Esta cifra se actualiza cada año con base en el salario mínimo, por lo que suele aumentar con el paso del tiempo.
Una medida pensada para la seguridad vial
El objetivo de esta sanción va más allá del aspecto económico. La exigencia de usar gafas cuando así lo indica la licencia responde a criterios de seguridad vial.
Una deficiencia visual, incluso leve, puede afectar la capacidad de leer señales, calcular distancias, identificar peatones o reaccionar a tiempo ante un imprevisto en la vía.
Por esta razón, el proceso para obtener o renovar la licencia de conducción en Colombia incluye pruebas visuales y auditivas obligatorias. Estos exámenes permiten determinar si la persona necesita algún tipo de corrección visual para conducir.
Cuando el resultado lo exige, la licencia deja constancia expresa del uso obligatorio de gafas o lentes de contacto, siempre ajustados a la fórmula indicada durante la evaluación médica, según lo establece el Ministerio de Transporte.
Aunque algunos conductores consideran que “ven bien” sin gafas, lo que prima ante la autoridad es lo que quedó consignado en el documento oficial. Desconocer esta obligación puede terminar en una sanción costosa y evitable.
Controles en vía y verificación del cumplimiento
La vigilancia del cumplimiento de esta norma está a cargo de la Policía Nacional y de las secretarías de movilidad en todo el país. En controles rutinarios, retenes o revisiones aleatorias, los agentes pueden verificar si el conductor cumple con las condiciones establecidas en su licencia.

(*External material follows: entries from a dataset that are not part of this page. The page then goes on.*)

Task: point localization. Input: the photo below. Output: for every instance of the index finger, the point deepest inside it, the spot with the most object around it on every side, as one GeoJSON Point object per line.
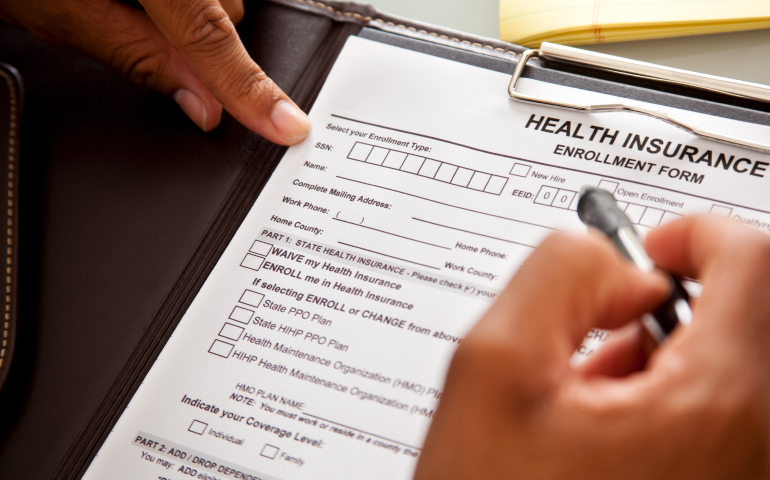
{"type": "Point", "coordinates": [206, 39]}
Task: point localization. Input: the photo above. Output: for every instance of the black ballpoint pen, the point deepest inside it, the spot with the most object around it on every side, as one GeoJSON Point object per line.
{"type": "Point", "coordinates": [599, 209]}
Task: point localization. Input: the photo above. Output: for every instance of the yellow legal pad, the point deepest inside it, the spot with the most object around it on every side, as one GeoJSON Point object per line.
{"type": "Point", "coordinates": [580, 22]}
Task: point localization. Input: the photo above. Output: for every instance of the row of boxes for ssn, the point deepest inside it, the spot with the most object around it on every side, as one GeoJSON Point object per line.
{"type": "Point", "coordinates": [427, 167]}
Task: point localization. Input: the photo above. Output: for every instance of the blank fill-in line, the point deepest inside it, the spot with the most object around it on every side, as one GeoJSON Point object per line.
{"type": "Point", "coordinates": [473, 233]}
{"type": "Point", "coordinates": [389, 233]}
{"type": "Point", "coordinates": [448, 204]}
{"type": "Point", "coordinates": [389, 256]}
{"type": "Point", "coordinates": [362, 431]}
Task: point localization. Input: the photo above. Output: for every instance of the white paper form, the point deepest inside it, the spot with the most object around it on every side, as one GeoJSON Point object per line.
{"type": "Point", "coordinates": [318, 346]}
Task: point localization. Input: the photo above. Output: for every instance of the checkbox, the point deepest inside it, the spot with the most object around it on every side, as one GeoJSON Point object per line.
{"type": "Point", "coordinates": [496, 184]}
{"type": "Point", "coordinates": [232, 332]}
{"type": "Point", "coordinates": [261, 248]}
{"type": "Point", "coordinates": [242, 315]}
{"type": "Point", "coordinates": [721, 210]}
{"type": "Point", "coordinates": [609, 186]}
{"type": "Point", "coordinates": [198, 427]}
{"type": "Point", "coordinates": [520, 170]}
{"type": "Point", "coordinates": [269, 451]}
{"type": "Point", "coordinates": [221, 348]}
{"type": "Point", "coordinates": [253, 262]}
{"type": "Point", "coordinates": [252, 298]}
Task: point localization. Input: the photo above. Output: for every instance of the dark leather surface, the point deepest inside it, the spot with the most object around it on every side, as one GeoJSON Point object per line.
{"type": "Point", "coordinates": [118, 190]}
{"type": "Point", "coordinates": [11, 103]}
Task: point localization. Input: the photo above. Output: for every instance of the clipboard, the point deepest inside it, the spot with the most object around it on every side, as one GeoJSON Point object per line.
{"type": "Point", "coordinates": [128, 322]}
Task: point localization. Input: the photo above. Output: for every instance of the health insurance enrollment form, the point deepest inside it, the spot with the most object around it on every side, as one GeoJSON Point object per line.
{"type": "Point", "coordinates": [317, 347]}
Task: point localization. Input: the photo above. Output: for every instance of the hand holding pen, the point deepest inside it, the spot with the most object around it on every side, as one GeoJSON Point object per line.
{"type": "Point", "coordinates": [697, 407]}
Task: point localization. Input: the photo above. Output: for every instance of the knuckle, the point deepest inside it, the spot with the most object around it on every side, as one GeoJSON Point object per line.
{"type": "Point", "coordinates": [140, 61]}
{"type": "Point", "coordinates": [236, 12]}
{"type": "Point", "coordinates": [206, 29]}
{"type": "Point", "coordinates": [251, 85]}
{"type": "Point", "coordinates": [584, 253]}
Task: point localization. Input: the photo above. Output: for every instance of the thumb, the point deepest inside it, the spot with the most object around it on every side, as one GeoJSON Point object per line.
{"type": "Point", "coordinates": [570, 284]}
{"type": "Point", "coordinates": [206, 39]}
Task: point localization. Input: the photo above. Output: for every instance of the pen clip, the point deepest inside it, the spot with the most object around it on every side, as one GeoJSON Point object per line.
{"type": "Point", "coordinates": [558, 52]}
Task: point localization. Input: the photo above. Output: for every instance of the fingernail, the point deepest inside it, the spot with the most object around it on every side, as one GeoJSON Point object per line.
{"type": "Point", "coordinates": [289, 121]}
{"type": "Point", "coordinates": [193, 106]}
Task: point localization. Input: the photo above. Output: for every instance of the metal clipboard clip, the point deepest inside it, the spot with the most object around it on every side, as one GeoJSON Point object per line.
{"type": "Point", "coordinates": [635, 68]}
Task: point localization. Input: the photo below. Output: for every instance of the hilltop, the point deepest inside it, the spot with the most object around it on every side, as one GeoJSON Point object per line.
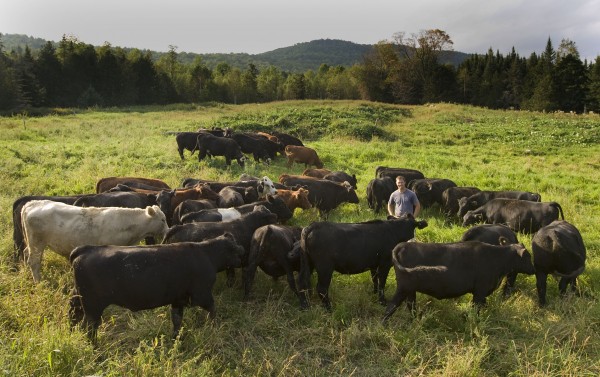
{"type": "Point", "coordinates": [300, 57]}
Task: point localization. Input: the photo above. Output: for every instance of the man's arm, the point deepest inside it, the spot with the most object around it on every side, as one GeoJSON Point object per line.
{"type": "Point", "coordinates": [417, 209]}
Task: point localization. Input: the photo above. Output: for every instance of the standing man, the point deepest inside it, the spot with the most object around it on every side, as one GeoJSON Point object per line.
{"type": "Point", "coordinates": [403, 201]}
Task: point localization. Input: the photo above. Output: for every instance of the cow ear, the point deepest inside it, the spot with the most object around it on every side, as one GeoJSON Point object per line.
{"type": "Point", "coordinates": [229, 236]}
{"type": "Point", "coordinates": [521, 250]}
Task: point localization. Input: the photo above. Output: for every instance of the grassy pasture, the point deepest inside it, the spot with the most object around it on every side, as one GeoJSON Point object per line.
{"type": "Point", "coordinates": [557, 155]}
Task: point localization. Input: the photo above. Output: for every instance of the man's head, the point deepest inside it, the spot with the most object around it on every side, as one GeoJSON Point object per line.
{"type": "Point", "coordinates": [401, 183]}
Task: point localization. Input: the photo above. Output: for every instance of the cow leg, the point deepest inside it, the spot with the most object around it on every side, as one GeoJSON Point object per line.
{"type": "Point", "coordinates": [394, 303]}
{"type": "Point", "coordinates": [76, 312]}
{"type": "Point", "coordinates": [177, 319]}
{"type": "Point", "coordinates": [248, 274]}
{"type": "Point", "coordinates": [509, 285]}
{"type": "Point", "coordinates": [292, 281]}
{"type": "Point", "coordinates": [382, 274]}
{"type": "Point", "coordinates": [479, 300]}
{"type": "Point", "coordinates": [230, 277]}
{"type": "Point", "coordinates": [540, 283]}
{"type": "Point", "coordinates": [34, 260]}
{"type": "Point", "coordinates": [411, 302]}
{"type": "Point", "coordinates": [563, 283]}
{"type": "Point", "coordinates": [323, 282]}
{"type": "Point", "coordinates": [201, 154]}
{"type": "Point", "coordinates": [374, 279]}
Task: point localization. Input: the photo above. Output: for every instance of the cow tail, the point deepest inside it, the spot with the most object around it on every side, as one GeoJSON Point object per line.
{"type": "Point", "coordinates": [74, 254]}
{"type": "Point", "coordinates": [556, 205]}
{"type": "Point", "coordinates": [370, 197]}
{"type": "Point", "coordinates": [305, 269]}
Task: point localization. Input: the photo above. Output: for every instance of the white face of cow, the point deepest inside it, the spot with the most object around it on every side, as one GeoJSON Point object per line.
{"type": "Point", "coordinates": [266, 187]}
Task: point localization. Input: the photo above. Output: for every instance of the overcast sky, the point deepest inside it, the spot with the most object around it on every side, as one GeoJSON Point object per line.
{"type": "Point", "coordinates": [255, 26]}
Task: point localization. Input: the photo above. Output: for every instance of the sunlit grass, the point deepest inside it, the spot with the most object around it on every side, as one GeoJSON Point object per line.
{"type": "Point", "coordinates": [557, 155]}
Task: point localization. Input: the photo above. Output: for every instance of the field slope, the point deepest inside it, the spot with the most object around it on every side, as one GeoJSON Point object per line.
{"type": "Point", "coordinates": [557, 155]}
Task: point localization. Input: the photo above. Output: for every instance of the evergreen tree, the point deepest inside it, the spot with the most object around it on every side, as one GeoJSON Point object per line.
{"type": "Point", "coordinates": [269, 84]}
{"type": "Point", "coordinates": [571, 82]}
{"type": "Point", "coordinates": [593, 98]}
{"type": "Point", "coordinates": [295, 87]}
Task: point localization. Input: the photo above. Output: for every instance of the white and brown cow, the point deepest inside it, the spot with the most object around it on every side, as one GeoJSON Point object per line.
{"type": "Point", "coordinates": [63, 227]}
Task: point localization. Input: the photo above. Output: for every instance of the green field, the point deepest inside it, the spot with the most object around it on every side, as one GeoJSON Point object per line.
{"type": "Point", "coordinates": [66, 152]}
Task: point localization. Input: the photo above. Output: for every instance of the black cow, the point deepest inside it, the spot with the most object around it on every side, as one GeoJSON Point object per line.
{"type": "Point", "coordinates": [452, 195]}
{"type": "Point", "coordinates": [18, 238]}
{"type": "Point", "coordinates": [351, 248]}
{"type": "Point", "coordinates": [520, 215]}
{"type": "Point", "coordinates": [188, 206]}
{"type": "Point", "coordinates": [408, 174]}
{"type": "Point", "coordinates": [233, 196]}
{"type": "Point", "coordinates": [125, 199]}
{"type": "Point", "coordinates": [210, 145]}
{"type": "Point", "coordinates": [287, 139]}
{"type": "Point", "coordinates": [558, 249]}
{"type": "Point", "coordinates": [258, 183]}
{"type": "Point", "coordinates": [260, 148]}
{"type": "Point", "coordinates": [273, 204]}
{"type": "Point", "coordinates": [340, 176]}
{"type": "Point", "coordinates": [147, 277]}
{"type": "Point", "coordinates": [276, 250]}
{"type": "Point", "coordinates": [187, 140]}
{"type": "Point", "coordinates": [219, 132]}
{"type": "Point", "coordinates": [379, 191]}
{"type": "Point", "coordinates": [242, 229]}
{"type": "Point", "coordinates": [480, 198]}
{"type": "Point", "coordinates": [448, 270]}
{"type": "Point", "coordinates": [323, 194]}
{"type": "Point", "coordinates": [495, 234]}
{"type": "Point", "coordinates": [429, 190]}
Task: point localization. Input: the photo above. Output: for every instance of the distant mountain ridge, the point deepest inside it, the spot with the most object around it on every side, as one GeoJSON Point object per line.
{"type": "Point", "coordinates": [300, 57]}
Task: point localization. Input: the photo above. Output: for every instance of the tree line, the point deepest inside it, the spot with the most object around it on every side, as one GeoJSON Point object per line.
{"type": "Point", "coordinates": [404, 70]}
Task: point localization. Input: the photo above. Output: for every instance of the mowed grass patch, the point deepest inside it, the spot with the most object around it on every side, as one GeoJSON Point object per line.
{"type": "Point", "coordinates": [556, 155]}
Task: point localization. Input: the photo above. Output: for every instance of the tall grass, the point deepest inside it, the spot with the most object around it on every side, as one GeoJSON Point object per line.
{"type": "Point", "coordinates": [557, 155]}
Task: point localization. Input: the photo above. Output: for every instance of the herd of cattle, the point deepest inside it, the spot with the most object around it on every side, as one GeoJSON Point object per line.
{"type": "Point", "coordinates": [204, 227]}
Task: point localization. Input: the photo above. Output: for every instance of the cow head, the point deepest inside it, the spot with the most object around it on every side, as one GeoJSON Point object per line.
{"type": "Point", "coordinates": [524, 264]}
{"type": "Point", "coordinates": [301, 198]}
{"type": "Point", "coordinates": [163, 199]}
{"type": "Point", "coordinates": [294, 254]}
{"type": "Point", "coordinates": [471, 218]}
{"type": "Point", "coordinates": [250, 195]}
{"type": "Point", "coordinates": [266, 187]}
{"type": "Point", "coordinates": [464, 205]}
{"type": "Point", "coordinates": [237, 257]}
{"type": "Point", "coordinates": [278, 207]}
{"type": "Point", "coordinates": [283, 177]}
{"type": "Point", "coordinates": [158, 227]}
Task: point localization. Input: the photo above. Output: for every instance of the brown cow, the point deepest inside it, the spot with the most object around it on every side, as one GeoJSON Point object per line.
{"type": "Point", "coordinates": [295, 199]}
{"type": "Point", "coordinates": [305, 155]}
{"type": "Point", "coordinates": [316, 173]}
{"type": "Point", "coordinates": [105, 184]}
{"type": "Point", "coordinates": [169, 200]}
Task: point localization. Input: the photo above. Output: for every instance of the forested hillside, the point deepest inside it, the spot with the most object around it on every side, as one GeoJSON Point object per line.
{"type": "Point", "coordinates": [300, 57]}
{"type": "Point", "coordinates": [418, 69]}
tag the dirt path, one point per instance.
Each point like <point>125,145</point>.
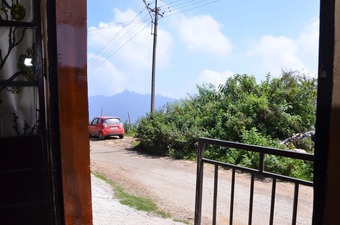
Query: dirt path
<point>171,184</point>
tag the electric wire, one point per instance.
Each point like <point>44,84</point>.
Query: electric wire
<point>118,40</point>
<point>110,50</point>
<point>132,28</point>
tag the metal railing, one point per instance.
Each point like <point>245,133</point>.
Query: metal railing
<point>202,142</point>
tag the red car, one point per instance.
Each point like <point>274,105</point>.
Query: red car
<point>105,126</point>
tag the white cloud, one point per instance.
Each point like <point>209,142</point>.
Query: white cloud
<point>203,33</point>
<point>105,79</point>
<point>276,53</point>
<point>125,49</point>
<point>213,77</point>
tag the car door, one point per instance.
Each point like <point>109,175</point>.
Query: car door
<point>92,127</point>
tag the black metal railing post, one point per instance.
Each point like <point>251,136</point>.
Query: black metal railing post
<point>199,183</point>
<point>254,172</point>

Esto aplica tanto en las principales ciudades como Bogotá, Medellín, Cali o Barranquilla, como en carreteras nacionales y municipios intermedios.
Si el conductor tiene la obligación de usar gafas y no los está usando al momento del control, el comparendo se impone, incluso si las gafas se encuentran dentro del vehículo.
Descuentos disponibles para reducir la sanción
Pese al alto valor de la multa, el sistema contempla mecanismos para reducir su impacto económico, siempre que el conductor actúe dentro de los plazos establecidos.
Si el comparendo se impone en vía, es posible acceder a un descuento del 50% sobre el valor total de la sanción si se realiza el pago dentro de los primeros cinco días hábiles y se asiste a un curso pedagógico de seguridad vial.
Cuando la notificación del comparendo se realiza por medios electrónicos, el plazo para obtener el 50% de descuento se amplía hasta once días hábiles, siempre que se cumpla también con el curso.
Si estos tiempos se superan, aún es posible acceder a una rebaja del 25% si el pago y la formación pedagógica se realizan dentro de los siguientes veintiséis días hábiles.
Para acceder a estos beneficios, el conductor debe agendar una cita ante la autoridad de tránsito del municipio o ciudad correspondiente.
En Bogotá, por ejemplo, todo el proceso se gestiona ante la Secretaría Distrital de Movilidad, que ofrece plataformas digitales para consultar comparendos, realizar pagos e inscribirse en los cursos.